Дальнейшее было дикостью: молодой человек, остриженный, в форме хаки, в чёрных перчатках, тот, что разжёг костёр и тушил после акта «сожи́га», тот, что у Ройцмана отнял доллары, а Ревазову предлагал стрелять, вдруг выхватил пистолет и, гаркнув: «Нá, бери!» — зашвырнул его, изловчась, за речку для Разумовского, кой, схватясь за ствол, громко вскрикнул от боли. Рухнув на скошенную траву, сжав рану, он вроде слышал, как молодой в девайс констатировал: «Пятый пост, молодцы! Отлично!»; также расслышал он, как Толян подошёл твердя: «Тут нельзя стрелять»; и ещё что-то вроде: «Мат уму. Мрут идеи воочию»… Это всё, что почувствовал Разумовский и что воспринял. Дальше пропали солнце, зной, люди, бредшие рядом, тёмные и большие очки (чьи, Даны?).
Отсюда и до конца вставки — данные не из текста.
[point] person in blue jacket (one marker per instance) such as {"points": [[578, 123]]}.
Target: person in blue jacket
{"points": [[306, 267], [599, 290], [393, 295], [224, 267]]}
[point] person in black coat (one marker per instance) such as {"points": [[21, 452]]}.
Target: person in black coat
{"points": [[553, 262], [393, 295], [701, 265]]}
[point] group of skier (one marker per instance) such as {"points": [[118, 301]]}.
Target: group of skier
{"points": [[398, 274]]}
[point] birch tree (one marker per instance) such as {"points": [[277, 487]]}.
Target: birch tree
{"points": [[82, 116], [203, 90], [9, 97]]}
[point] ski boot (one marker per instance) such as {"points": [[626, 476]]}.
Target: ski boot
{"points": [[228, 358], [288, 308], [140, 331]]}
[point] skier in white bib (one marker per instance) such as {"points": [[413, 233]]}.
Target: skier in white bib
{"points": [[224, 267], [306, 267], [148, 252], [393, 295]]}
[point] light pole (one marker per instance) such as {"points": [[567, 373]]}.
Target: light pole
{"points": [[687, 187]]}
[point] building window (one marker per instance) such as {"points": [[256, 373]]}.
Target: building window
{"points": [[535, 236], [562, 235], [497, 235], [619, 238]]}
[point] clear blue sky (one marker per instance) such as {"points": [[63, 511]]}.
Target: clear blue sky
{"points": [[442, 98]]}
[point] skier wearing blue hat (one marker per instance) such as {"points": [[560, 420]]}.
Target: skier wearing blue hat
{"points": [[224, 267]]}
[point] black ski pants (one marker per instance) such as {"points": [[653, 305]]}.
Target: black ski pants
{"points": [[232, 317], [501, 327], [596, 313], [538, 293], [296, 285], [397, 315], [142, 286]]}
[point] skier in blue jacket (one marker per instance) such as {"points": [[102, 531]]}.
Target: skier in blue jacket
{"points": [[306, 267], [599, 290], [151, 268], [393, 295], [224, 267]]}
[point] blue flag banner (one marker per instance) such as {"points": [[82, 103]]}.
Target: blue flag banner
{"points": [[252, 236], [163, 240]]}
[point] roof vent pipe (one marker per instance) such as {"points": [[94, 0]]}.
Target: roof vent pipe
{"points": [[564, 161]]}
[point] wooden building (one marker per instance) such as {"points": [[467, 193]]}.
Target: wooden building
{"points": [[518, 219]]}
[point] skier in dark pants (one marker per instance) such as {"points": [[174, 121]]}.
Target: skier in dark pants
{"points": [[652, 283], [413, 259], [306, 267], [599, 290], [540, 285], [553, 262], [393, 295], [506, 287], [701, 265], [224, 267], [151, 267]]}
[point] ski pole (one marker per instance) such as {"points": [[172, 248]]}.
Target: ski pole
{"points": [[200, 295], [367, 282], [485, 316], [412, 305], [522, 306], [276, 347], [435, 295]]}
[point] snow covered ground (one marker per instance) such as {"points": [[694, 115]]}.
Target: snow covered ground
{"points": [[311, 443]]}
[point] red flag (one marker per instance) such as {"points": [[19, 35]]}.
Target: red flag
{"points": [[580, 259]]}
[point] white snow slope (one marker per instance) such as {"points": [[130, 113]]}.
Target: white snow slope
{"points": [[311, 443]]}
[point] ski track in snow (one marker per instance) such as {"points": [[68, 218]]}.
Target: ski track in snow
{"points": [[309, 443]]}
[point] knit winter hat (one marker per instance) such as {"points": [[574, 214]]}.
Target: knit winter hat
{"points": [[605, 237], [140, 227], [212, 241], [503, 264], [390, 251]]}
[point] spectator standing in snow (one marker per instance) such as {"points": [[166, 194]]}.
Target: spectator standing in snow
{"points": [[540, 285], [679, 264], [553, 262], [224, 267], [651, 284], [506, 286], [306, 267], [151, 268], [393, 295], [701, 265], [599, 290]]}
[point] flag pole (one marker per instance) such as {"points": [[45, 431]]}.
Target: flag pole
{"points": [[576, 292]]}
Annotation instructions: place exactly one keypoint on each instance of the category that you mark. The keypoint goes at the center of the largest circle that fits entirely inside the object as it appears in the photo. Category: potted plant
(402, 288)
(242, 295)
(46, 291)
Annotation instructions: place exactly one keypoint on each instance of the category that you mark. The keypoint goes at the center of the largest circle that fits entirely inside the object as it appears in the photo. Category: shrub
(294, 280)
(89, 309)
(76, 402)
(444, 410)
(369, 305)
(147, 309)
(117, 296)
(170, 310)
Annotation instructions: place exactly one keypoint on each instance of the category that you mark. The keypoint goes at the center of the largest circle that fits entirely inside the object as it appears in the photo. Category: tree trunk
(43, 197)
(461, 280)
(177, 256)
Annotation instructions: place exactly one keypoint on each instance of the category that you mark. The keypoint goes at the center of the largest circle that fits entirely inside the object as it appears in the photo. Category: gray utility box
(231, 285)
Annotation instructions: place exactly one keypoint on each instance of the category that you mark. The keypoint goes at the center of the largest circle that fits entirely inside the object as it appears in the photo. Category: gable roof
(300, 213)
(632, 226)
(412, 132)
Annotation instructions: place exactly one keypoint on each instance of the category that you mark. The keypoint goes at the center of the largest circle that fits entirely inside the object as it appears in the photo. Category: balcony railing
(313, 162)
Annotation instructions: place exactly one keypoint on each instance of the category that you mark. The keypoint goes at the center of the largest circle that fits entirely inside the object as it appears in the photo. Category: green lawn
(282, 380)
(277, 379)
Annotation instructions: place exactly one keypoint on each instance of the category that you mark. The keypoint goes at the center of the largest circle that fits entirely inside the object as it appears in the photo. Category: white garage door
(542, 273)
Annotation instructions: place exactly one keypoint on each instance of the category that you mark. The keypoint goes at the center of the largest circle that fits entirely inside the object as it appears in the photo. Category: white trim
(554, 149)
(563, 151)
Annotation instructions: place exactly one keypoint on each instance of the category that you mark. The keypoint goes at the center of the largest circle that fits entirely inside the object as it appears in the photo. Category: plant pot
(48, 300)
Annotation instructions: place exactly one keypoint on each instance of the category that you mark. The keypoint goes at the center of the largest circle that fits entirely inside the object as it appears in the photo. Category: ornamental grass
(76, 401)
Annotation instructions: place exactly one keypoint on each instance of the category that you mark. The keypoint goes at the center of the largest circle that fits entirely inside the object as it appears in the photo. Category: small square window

Правый рукав его был в крови, сознание затуманилось… Кто-то нёс его через речку, и он увидел, — как он до этого видел бабочек, — экзотических рыб: майнгано, касидоронов, львиноголовок и телескопов, мохоголовых пёстрых собачек, аргусов, линофрин, тернеций и пигоплитов, красных тритонов, также тряпичников, спинорогов, панд, лир, неонов, меланотений, барбусов, даже дискусов!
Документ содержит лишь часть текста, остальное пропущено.